Huh?
In an increasingly off-kilter world, here’s an image that also feels a bit bewildering.
My daughter hates looking at this picture (“it’s so weird!”). My son thinks it’s kind of cool (“it looks 2D and 3D at the same time”). And my husband called it “fascinating.” (That’s his shadow on the left riding the chairlift with me.)
“Huh?” That’s my own keen and insightful title for it.
It was intended as the most internally-focused of images—the selfie. During a routine and repetitious chairlift ride I noticed our shadows traveling alongside us up the mountain, like fellow skiers headed to their own obscure and shadowy destination. Perhaps a secret stash of deep and silent snow.
Despite their ubiquitousness—they share our common, adventurous, perplexing, uncertain lives…as long as there’s sunlight—our shadow selves are typically ignored. But this particular morning I saw them (us?) and gave them my attention for a full chairlift ride.

Was this narcissistic, artistic, meditative, or just another way to pass a slow ride hanging out on a cold metal chair? Who knows? Regardless, a real skier appeared briefly and unexpectedly, and he changed that top image entirely, altering its composition and perspective. And now none of us agree on how we see it. I’m OK with that.

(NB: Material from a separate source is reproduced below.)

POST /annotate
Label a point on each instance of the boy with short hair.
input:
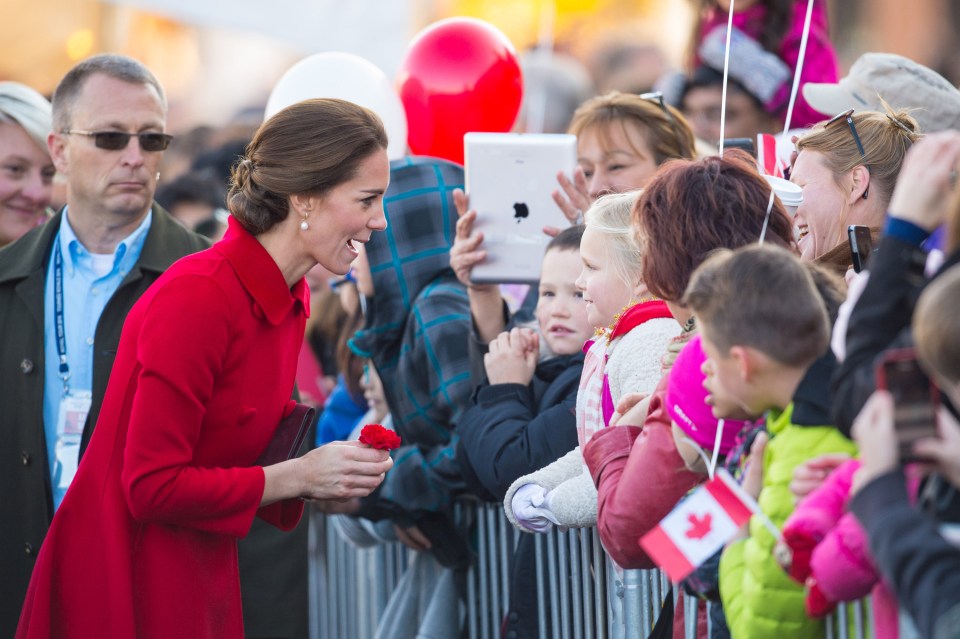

Change is constant, even as it’s unexpected. Perspective matters. We travel the same paths, chairlift rides, trails over and over, but are they really the same each time? And do we even notice? A few rides and clouds later and these shadow selves were gone, maybe off to mysterious haunts.
Shifting perspectives can be intriguing and necessary on occasion, even when we’re left uncertain and thinking “huh.”

No word yet from those stealth skiers on their secret ski spots.